蛋白质接触包含理解蛋白质结构和功能的关键信息,因此,从序列预测接触是一个重要问题。最近在这个问题上取得了令人兴奋的进展,但对于没有许多序列同源物的蛋白质,预测的接触质量仍然很低,对从头结构预测不太有用。
本文提出了一种新的深度学习方法,该方法通过由两个深度残差神经网络组成的超深度神经网络整合进化耦合(EC)和序列保守信息来预测接触。第一个残差网络对序列特征进行一系列一维卷积变换;第二个残差网络对包括第一个残差网络的输出、EC信息和成对势在内的成对信息进行一系列二维卷积变换。通过使用非常深的残差网络,我们可以准确地对接触出现模式和复杂的序列-结构关系进行建模,从而无论所讨论的蛋白质有多少序列同源物,都能获得更高质量的接触预测。
我们的方法大大优于现有方法,并导致更准确的接触辅助折叠。在105个CASP11目标、76个过去的CAMEO硬目标和398个膜蛋白上进行测试,我们的方法、一种代表性的EC方法CCMpred和CASP11获胜者MetaPSICOV获得的平均前L个长程预测准确率分别为0.47、0.21和0.30;我们的方法、CCMpred和MetaPSICOV的平均前L/10长程准确率分别为0.77、0.47和0.59。使用我们预测的接触作为约束但不使用任何力场的从头折叠可以为579个测试蛋白中的203个产生正确的折叠(即TMscore>0.6),而使用MetaPSICOV和CCMpred预测的接触分别只能为其中的79个和62个产生正确折叠。我们的接触辅助模型的质量也比基于模板的模型好得多,特别是对于膜蛋白。

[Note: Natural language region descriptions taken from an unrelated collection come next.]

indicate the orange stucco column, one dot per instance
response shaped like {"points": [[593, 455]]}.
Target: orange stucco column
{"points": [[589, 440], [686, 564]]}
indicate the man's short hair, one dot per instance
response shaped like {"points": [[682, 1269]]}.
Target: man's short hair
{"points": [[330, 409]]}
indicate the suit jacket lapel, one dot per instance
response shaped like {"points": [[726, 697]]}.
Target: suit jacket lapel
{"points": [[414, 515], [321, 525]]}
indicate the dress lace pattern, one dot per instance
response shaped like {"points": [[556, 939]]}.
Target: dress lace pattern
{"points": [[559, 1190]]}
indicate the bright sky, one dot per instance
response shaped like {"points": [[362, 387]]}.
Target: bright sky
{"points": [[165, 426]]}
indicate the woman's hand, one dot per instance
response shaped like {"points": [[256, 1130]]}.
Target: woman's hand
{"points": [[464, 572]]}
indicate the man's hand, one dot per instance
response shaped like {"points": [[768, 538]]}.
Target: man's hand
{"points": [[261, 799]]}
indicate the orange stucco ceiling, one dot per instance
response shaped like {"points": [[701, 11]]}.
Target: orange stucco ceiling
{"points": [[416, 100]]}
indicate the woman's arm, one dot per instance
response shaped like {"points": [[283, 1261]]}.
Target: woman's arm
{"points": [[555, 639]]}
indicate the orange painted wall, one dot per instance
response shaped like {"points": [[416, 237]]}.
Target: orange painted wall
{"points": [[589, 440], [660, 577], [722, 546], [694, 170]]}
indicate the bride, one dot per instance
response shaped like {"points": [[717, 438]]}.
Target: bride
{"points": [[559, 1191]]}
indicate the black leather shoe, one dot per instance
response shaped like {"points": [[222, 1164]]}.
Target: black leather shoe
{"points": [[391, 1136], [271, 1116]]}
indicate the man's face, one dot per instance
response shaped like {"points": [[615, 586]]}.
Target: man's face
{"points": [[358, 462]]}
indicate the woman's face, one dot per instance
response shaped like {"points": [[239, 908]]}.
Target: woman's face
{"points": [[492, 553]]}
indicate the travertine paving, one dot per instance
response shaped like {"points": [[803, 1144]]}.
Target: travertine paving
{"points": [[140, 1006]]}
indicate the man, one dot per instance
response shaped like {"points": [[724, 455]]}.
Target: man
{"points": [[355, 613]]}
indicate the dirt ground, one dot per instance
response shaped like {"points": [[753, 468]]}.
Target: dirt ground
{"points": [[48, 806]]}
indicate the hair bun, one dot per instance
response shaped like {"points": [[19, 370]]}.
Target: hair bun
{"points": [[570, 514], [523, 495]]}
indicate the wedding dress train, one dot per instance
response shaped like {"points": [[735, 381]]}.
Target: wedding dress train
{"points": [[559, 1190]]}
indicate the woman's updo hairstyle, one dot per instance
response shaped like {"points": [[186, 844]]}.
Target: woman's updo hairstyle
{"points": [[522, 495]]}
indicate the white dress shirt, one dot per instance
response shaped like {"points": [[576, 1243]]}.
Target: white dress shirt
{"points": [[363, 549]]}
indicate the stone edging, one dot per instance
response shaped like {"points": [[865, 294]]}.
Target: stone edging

从我们的接触预测构建的3D模型在398个膜蛋白中有208个的TMscore>0.5,而同源建模构建的3D模型只有10个的TMscore>0.5。此外,即使主要由可溶性蛋白训练,我们的深度学习方法在膜蛋白上也表现得非常好。在最近的盲CAMEO基准测试中,我们实现此方法的全自动网络服务器成功折叠了6个具有新折叠且有效序列同源物仅为0.3L - 2.3L的目标,包括一个182个残基的β蛋白、一个125个残基的α + β蛋白、一个140个残基的α蛋白、一个217个残基的α蛋白、一个260个残基的α/β蛋白和一个462个残基的α蛋白。我们的方法在最新的CASP(结构预测关键评估)中的自由建模目标上也获得了最高的F1分数,尽管当时它没有完全实现。